O Estado de S. Paulo / O Globo
Mais que afundar a carreira política do
deputado estadual paulista Arthur do Val (sem partido), o impacto das mensagens
em áudio que ele gravou e foram vazadas traz lições importantes. Algumas são
lições bastante antigas, bastava ter lido qualquer guia derivado de Maquiavel
que se proponha à autoajuda do político iniciante. Mas outras não são tão
triviais. Tratam dos limites do tipo de ação política digital usado pelo MBL,
pelo bolsonarismo e mesmo pelo que alguns chamam de neobolchevismo digital.
Arthur foi abatido pelas armas que sempre usou. Mais: por causa das armas que
sempre usou.
É bom antes definir que arsenal é esse. É tratar política de forma histérica. Tudo é escândalo, e nunca há possibilidade do diálogo. O objetivo é manter o giro do conteúdo das redes sociais, um conteúdo que mobilize, deixe os seguidores sempre alertas. Como o escândalo de anteontem é sempre esquecido, é preciso se manter no ataque. É uma política movida a altas doses de dopamina. O neurotransmissor surgiu no processo evolutivo para nos deixar em estado de alerta quando há risco de vida, também regula o prazer, por isso mesmo é aquele jorro fugaz. A dopamina ativa aquilo que o viciado sente. Explode, aí passa rápido.
Quando toda a sua comunicação política
exige estar constantemente incitando os centros de alerta e prazer do
eleitorado, voltando-o contra os adversários, a estratégia é de guerra
permanente. É só ataque e nenhum diálogo. Afinal, o diálogo exige temperança. É
incompatível com quem dedica seu tempo a mobilizar uma massa acéfala a
bombardear com toda a agressividade, via redes sociais, políticos da oposição.
Esses ataques incessantes doem. Por isso não são esquecidos.
Na esquerda, o discurso é que o Movimento
Brasil Livre (MBL), que tem em Arthur um de seus líderes, sempre foi assim. Mas
isso é apenas parcialmente verdade. Tendo contribuído para tornar histérica a
política brasileira e, no rastro, apoiado a eleição de Jair Bolsonaro, os
parlamentares do MBL tentaram mudar a forma de ação. Fizeram um mea-culpa
público, reconhecendo sua contribuição para piorar o ambiente do debate.

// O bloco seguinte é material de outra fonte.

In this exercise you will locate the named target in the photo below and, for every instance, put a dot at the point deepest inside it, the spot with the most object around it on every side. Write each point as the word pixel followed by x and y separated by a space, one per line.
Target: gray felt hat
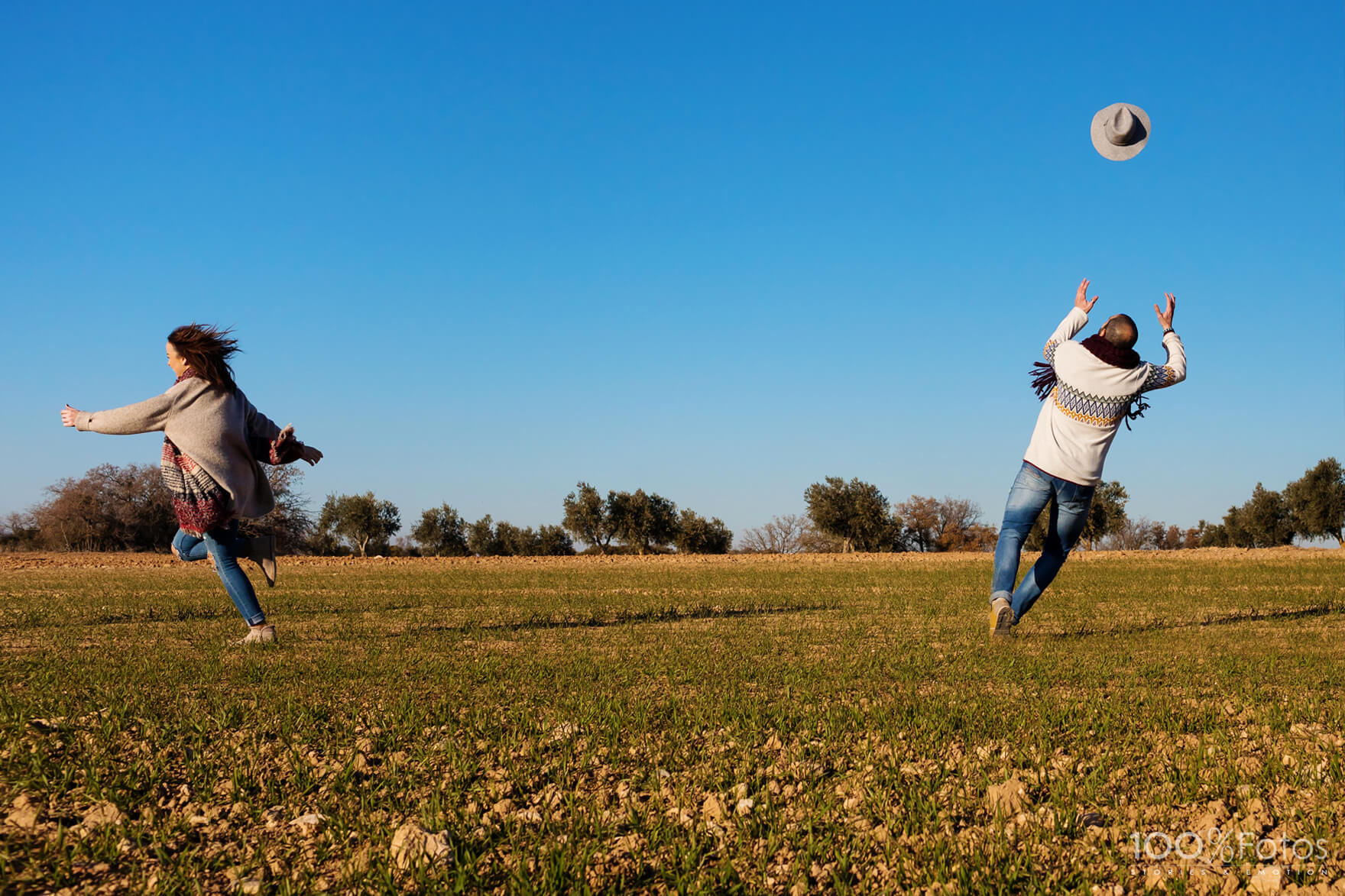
pixel 1120 131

Assinaram com a esquerda o principal pedido de impeachment do presidente Jair
Bolsonaro (PL). E trabalharam para fazer uma grande mobilização nacional
respondendo às manifestações golpistas promovidas pelo bolsonarismo em 7 de
setembro.
O ato do MBL foi um fracasso. Um dos
motivos é que boa parte da esquerda decidiu que sua rivalidade com o movimento
era mais importante que reunir toda a oposição pelo objetivo comum do
impeachment. Afinal, a política movida a dopamina não é privilégio da direita.
Além disso, ora, os ataques que tiram sangue virtual são lembrados no mundo
real. Mas há outra razão. Ao tentar mudar seu método de ação e se afastar do
bolsonarismo, o MBL descobriu que não conseguia mais mobilizar sequer a própria
militância. Porque o MBL não formou pessoas que refletem sobre o Brasil,
conjuntos de líderes futuros dedicados à arte bem mais complexa da construção
de consensos. Formou, isto sim, tropas de assalto viciadas no jorro da dopamina.
Pois, aí, o MBL voltou a ser o que era. E,
voltando a ser o que era, encontrou conforto e reencontrou parte de seu
público. Mas quem só ataca não faz aliados, e a política é a arte de brigar sem
nunca romper. Quem rompe quando está por cima é esquecido quando cai. E todo
mundo cai uma hora. A política feita por dopamina pode congelar um país por
alguns anos. Pode mobilizar uma minoria. Mas não tem como durar no arco do
tempo.
Em algum túmulo, John Locke se revira.
Afinal, dele nasceu o liberalismo justamente para que tivesse voz quem
oligarcas viam como “fáceis por ser pobres”.